One of the biggest challenges that I face as a law teacher is how to go about helping students make the transition from “thinking” law to “doing” law. So, for example, in a Contracts class how should we move beyond the necessary foundational task of teaching students to learn how to extract, handle and apply basic legal principles and begin to develop their skills in the practical tasks of contract evaluation and contract drafting? Put another way, how do we foster the acquisition of legal “craft” skills relevant to everyday practice alongside, and in addition to, the cognitive and meta-cognitive skills, such as knowledge acquisition, comprehension, analysis and synthesis, that are our stock-in-trade?
The folk I tend to turn to for inspiration in helping me address this challenge are what I call reflective practitioners. “Reflective practice” is a recognized term of art associated in particular with educationalists such as John Dewey and Donald Schön. However, I use the term “reflective practitioner” to describe practicing attorneys who “do law” on a daily basis but constantly reflect on what they do, and how they do it, in a quest for continuous improvement. Over the next few posts, I’ll highlight some recent examples of reflective practice that, as well as being useful in their own right, also, in my view, illustrate the potential value of collaboration between classroom academics and reflective practitioners in enhancing legal education.

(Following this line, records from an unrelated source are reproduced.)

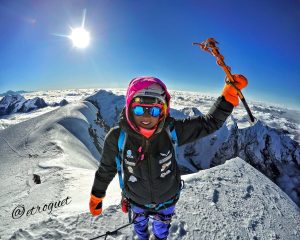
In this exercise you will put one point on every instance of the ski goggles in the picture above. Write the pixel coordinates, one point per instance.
(152, 109)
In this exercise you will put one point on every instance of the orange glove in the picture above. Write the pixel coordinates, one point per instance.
(230, 93)
(95, 205)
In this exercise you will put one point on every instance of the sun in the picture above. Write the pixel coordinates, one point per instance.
(80, 37)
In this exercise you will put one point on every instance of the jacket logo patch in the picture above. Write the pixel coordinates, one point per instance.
(165, 174)
(165, 166)
(165, 154)
(132, 179)
(129, 163)
(130, 169)
(161, 161)
(129, 154)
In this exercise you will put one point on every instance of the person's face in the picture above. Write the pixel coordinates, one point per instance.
(146, 120)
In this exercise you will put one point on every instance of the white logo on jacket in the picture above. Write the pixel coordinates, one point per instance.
(129, 154)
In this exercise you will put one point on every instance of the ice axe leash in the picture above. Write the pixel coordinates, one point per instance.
(209, 45)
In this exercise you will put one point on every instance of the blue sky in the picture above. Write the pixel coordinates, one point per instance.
(259, 39)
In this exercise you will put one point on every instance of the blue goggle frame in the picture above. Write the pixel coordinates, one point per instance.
(140, 110)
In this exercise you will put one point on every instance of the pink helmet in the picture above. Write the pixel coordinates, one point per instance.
(146, 86)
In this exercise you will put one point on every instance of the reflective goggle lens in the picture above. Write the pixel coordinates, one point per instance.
(140, 111)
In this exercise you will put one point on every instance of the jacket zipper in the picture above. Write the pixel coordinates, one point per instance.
(149, 169)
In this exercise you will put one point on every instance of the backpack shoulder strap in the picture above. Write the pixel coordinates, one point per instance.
(173, 137)
(119, 157)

For starters, let’s consider contract evaluation. The process of contract evaluation in part requires us to develop a sense in practical settings of how courts interpret contract language. Over at Drafting Points, Reed Smith attorney Vincent Martorana has just posted an incredibly useful guide to contract interpretation which he recently co-authored with his colleague, Michael Zitelli. It does a great job of synthesizing contract-interpretation principles from court opinions delivered during 2012 in Delaware and New York, arguably the two leading commercial law jurisdictions in the US. The authors’ aims are “to educate transactional attorneys… regarding principles of contract interpretation so that they can draft contracts with these principles in mind” and to provide “a resource for analyzing contracts that have already been drafted or that are already effective, whether that analysis precedes or is in response to a specific dispute.”
Also on Drafting Points, you can find a useful brief summary of the main categories of contract-drafting language that draws on the work of Ken Adams, the author of A Manual of Style for Contract Drafting, to whom I made reference in an earlier post. The post provides a very handy introduction to the basic building blocks of contract language, which nicely illustrates the importance of underlying conceptual distinctions, for example, the distinction between language of obligation (“I will do x”, “I promise to do x”) and language of performance (“I hereby do x”). An understanding of these building blocks gives us a code that can help us unlock, evaluate and critique existing contracts as well as learn how the best lawyers go about drafting contracts.
I am shortly going to be working on a small project with Ken Adams and I’m looking forward to what will be a highly instructive experience. He is a practitioner-educator from whose practice there is much that law teachers, students and the wider legal profession can learn.